[MUD-Dev] DGN: Reasons for play [was: Emergent Behaviorsspawnedfrom...]

Sean Howard squidi at squidi.net
Sat Nov 19 05:40:34 New Zealand Daylight Time 2005

"cruise" <cruise at casual-tempest.net> wrote:

> Apologies to Raph for explaining his ideas badly :P I think the
> point is that games are fundementally more repetitive than many
> other forms of activity - which emphasises the pattern-recognition
> aspect.

I'm not sure I agree with that either. I mean, games are best when
you are making new decisions, not constantly going over old
ones. Would chess be fun if the same strategy was always victorious?
I think it is the adapting to new challenges which define games in
the first place.

> The "magic circle," the dividing line between game and not game,
> while an important element of the enjoyment of a game

Surely, we can find something a little more accurate and a little
less fruity than "magic circle". How about sandbox? Heck, even a
non-magic circle would work for me.

> But if you've abstracted the player that far back, then you must
> also abstract the game similarly, otherwise the question makes no
> sense.

> I agree entirely, since for most of this discussion I have been
> asking for a way in which to abstract games to the same point as
> Mr. Proto. It doesn't make sense to ask, "Does Mr. Proto like
> Sextris?" But it does make sense to ask, "Does Mr. Proto like
> time-limited spatial-manipulation challenges?"

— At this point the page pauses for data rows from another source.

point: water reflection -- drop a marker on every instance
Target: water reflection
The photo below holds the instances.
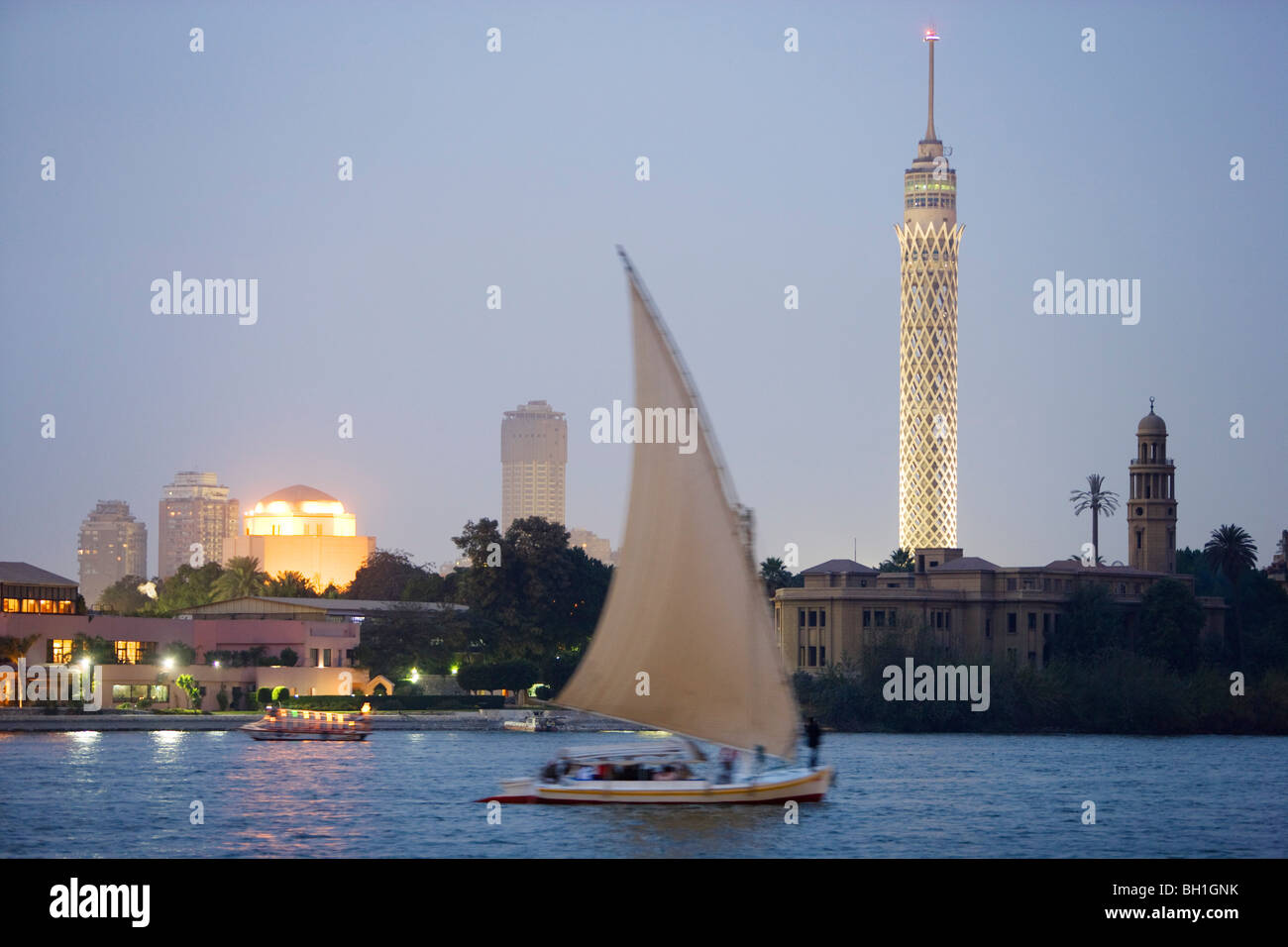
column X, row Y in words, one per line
column 408, row 795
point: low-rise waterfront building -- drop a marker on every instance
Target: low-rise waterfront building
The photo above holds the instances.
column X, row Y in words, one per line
column 33, row 590
column 973, row 607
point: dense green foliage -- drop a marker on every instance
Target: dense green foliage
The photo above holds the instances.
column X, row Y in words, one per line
column 498, row 676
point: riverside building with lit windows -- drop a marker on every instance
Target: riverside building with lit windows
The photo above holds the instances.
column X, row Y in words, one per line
column 322, row 643
column 975, row 608
column 27, row 589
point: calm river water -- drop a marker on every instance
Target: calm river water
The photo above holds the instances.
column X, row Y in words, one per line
column 407, row 793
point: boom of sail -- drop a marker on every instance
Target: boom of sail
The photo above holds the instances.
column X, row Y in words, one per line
column 686, row 607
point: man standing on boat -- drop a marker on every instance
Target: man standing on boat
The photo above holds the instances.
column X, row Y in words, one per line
column 812, row 737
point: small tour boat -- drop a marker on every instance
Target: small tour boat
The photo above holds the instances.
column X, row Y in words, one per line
column 309, row 724
column 686, row 642
column 661, row 774
column 539, row 722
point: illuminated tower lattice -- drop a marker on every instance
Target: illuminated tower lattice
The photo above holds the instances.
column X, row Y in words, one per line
column 928, row 239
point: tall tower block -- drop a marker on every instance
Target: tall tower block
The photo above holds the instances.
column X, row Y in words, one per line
column 928, row 239
column 1151, row 512
column 533, row 457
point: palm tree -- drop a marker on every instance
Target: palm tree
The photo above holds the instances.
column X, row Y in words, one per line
column 1096, row 499
column 1232, row 553
column 774, row 575
column 901, row 561
column 291, row 583
column 241, row 578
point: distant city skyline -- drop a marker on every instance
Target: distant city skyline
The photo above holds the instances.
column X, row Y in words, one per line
column 194, row 517
column 767, row 169
column 111, row 545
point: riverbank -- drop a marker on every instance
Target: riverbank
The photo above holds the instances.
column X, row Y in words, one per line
column 39, row 722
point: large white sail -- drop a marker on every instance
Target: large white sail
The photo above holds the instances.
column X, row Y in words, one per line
column 686, row 605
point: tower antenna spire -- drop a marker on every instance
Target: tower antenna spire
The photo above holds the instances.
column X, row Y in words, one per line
column 930, row 39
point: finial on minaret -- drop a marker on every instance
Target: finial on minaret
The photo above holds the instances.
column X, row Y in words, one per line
column 930, row 39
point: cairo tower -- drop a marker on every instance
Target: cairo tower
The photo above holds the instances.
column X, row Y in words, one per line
column 927, row 343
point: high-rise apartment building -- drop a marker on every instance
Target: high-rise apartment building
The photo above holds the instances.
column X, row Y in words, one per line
column 928, row 239
column 196, row 517
column 533, row 457
column 112, row 545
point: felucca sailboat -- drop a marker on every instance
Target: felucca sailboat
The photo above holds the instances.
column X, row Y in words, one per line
column 686, row 642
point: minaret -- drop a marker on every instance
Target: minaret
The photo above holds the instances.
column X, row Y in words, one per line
column 928, row 239
column 1151, row 510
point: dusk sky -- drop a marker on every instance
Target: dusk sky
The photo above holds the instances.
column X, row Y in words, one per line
column 518, row 169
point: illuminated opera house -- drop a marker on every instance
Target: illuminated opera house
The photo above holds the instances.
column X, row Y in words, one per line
column 307, row 531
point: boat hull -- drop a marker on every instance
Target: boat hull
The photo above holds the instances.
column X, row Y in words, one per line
column 781, row 787
column 334, row 737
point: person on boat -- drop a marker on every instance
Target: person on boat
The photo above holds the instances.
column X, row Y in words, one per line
column 812, row 737
column 728, row 755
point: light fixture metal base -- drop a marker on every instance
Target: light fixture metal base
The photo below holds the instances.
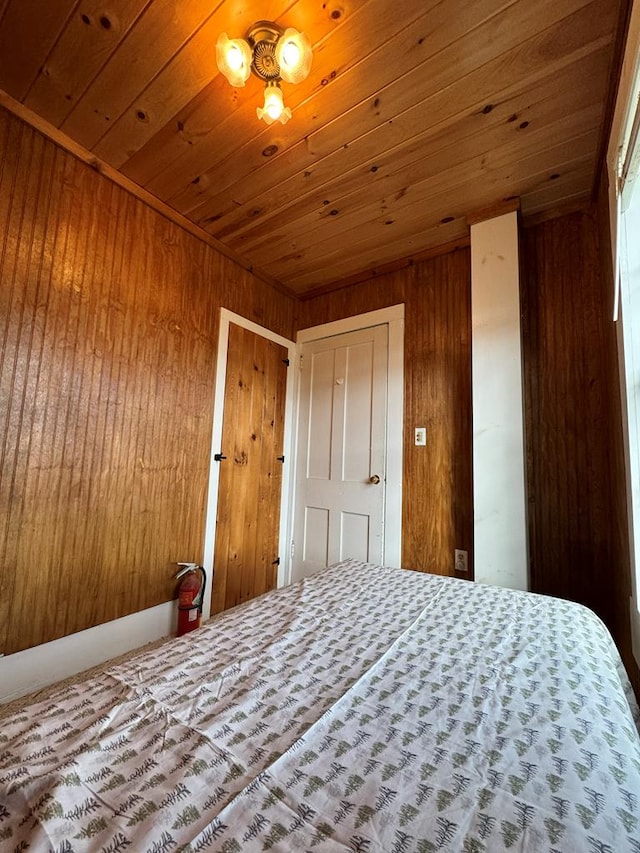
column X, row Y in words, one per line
column 263, row 37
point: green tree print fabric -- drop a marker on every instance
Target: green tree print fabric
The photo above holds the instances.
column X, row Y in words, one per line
column 364, row 709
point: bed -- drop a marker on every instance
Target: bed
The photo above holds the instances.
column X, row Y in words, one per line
column 363, row 709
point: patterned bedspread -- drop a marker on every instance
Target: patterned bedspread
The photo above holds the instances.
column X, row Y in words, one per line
column 364, row 709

Exactly. Then we can start asking questions like "why?". When we
understand Mr. Proto, we get cake.

> However, at some point we need to come down the abstraction scale
> again, since Mr. Proto doesn't actually exist, and "dress up" the
> abstract mechanics in some way. At that point, "Will a My Little
> Pony game sell?" is a valid question.

Perhaps, but it is theses questions you ask second. You start at the
backbone and start adding on bone and muscle, then flesh, then funny
colored hats. Most game designers start with the funny colored hats
and end up with something most monsterous pulsating beneith that

> Because of my point earlier, designers are close to being
> Mr. Proto than the average consumer. It's important not to forget
> that games appeal on many levels of reasons, not just the one, and
> we ignore /any/ of those levels at our peril.

Also true. Designers are expected to be more enlightened. After all,
if they are creating a game, they must know more about it than the
players, and this is rarely the case (I love reading the WoW or CoH
forums where players have complex DPS statistics down to three
decimal points).

I won't pretend that appeal is unimportant, but I think we've kind
of got that down already. We know how to make the prettiest colored
hats in the universe. It's the really important stuff that we don't
know and seemingly oppose knowing. If it seems like I am pushing
Mr. Proto's world too much, it's only because that's the world we
don't understand collectively yet, and that's the stuff we would
most benefit from trying to understand at this point.